In July, Kennedy posted online that his request for Secret Service protection had been denied.
He said that since his father’s assassination in 1968, presidential candidates have been provided Secret Service protection. The denial came 88 days after Kennedy’s request. Cruz is asking why it took much longer than “the standard fourteen day turnaround for this type of request.”
An armed man impersonating a U.S. marshal in September was arrested at one of Kennedy’s events in Los Angeles. Kennedy said his security identified the man and apprehended him until Los Angeles police arrived. Police said the man did not brandish the weapon or threaten anyone at the event.

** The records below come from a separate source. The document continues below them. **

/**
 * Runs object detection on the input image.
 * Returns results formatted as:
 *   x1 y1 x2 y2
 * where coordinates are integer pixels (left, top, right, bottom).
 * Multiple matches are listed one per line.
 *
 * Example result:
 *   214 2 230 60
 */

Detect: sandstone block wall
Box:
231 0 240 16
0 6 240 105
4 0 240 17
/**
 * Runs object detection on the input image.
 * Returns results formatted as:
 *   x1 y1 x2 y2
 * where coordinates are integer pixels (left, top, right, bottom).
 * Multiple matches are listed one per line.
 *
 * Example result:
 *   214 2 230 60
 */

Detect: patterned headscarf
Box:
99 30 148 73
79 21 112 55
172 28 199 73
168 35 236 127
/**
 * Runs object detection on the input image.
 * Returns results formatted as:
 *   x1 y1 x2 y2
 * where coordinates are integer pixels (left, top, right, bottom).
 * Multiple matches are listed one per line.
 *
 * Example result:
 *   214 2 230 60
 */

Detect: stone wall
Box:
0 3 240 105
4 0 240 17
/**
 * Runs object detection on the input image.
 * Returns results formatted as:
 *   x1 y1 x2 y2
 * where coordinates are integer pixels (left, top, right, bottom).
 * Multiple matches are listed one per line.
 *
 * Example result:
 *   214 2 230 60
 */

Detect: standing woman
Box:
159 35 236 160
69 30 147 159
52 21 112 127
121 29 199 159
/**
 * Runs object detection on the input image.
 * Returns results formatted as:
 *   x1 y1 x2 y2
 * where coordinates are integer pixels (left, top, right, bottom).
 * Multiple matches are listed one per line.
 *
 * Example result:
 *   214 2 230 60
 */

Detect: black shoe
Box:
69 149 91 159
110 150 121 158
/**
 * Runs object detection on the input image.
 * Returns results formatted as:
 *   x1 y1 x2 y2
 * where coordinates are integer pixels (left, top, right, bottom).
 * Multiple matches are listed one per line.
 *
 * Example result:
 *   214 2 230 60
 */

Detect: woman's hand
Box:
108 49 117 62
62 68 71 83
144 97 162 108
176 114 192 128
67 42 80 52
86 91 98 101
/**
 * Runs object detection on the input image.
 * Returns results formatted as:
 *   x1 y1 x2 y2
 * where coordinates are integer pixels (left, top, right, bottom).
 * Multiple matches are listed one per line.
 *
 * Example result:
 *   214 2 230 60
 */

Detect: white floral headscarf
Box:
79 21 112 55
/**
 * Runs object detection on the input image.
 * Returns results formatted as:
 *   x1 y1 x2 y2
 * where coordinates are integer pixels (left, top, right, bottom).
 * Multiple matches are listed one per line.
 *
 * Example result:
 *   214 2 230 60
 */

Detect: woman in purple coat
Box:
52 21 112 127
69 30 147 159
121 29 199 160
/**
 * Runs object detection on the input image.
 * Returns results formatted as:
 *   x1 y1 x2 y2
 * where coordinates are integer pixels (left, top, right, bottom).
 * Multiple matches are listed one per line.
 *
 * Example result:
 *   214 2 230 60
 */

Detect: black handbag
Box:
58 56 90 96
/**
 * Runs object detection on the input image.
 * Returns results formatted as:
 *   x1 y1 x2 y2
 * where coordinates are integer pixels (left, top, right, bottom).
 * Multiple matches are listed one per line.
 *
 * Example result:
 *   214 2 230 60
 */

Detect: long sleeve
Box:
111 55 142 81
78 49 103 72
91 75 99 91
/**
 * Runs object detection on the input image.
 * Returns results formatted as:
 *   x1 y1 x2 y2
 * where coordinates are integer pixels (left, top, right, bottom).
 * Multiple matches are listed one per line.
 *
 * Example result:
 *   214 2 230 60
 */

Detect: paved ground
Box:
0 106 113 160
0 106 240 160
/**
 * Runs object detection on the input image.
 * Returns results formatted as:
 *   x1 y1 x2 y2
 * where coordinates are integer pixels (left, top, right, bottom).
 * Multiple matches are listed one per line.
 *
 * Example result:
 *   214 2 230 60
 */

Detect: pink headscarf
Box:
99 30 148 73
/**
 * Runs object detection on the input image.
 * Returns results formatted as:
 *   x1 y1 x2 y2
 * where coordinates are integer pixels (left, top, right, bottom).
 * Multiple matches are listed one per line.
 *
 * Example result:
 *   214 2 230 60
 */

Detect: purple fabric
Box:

At the time, Kennedy said he is still holding out hope that President Biden would grant him Secret Service protections. Cruz said the arrest should prove the denial for protection is wrong.
“This near assassination attempt hardly came as a surprise given that Mr. Kennedy’s original request for Secret Service protection included a sixty-seven page report from a leading private security firm detailing a myriad of unique and well-established safety risks,” Cruz said in the letter.
The Secret Service is authorized to protect major presidential and vice presidential candidates and their spouses within 120 days of a general presidential election.
In his letter, Cruz asked Mayorkas why other major presidential candidates have received protections earlier than the 120-day mark, “setting a clear precedent for exceptions to the general rule.” There are 383 days until the Nov. 5, 2024, election.
Cruz also asked why the Secret Service acknowledged that Kennedy is “at risk of assassination” solely because of his family’s lineage, if only to deny him protections. Cruz is asking Mayorkas to respond to his questions by the end of the month. Kennedy’s father, Robert F. Kennedy, was assassinated in 1968 on the Democratic Presidential campaign trail. His uncle, former President John F. Kennedy, was assassinated in a presidential motorcade in 1963.
Mayorkas and an advisory committee of House and Senate leadership determines which candidates are considered “major” candidates.
Kennedy officially launched a campaign as a Democrat running against Biden but switched his candidacy to independent last week.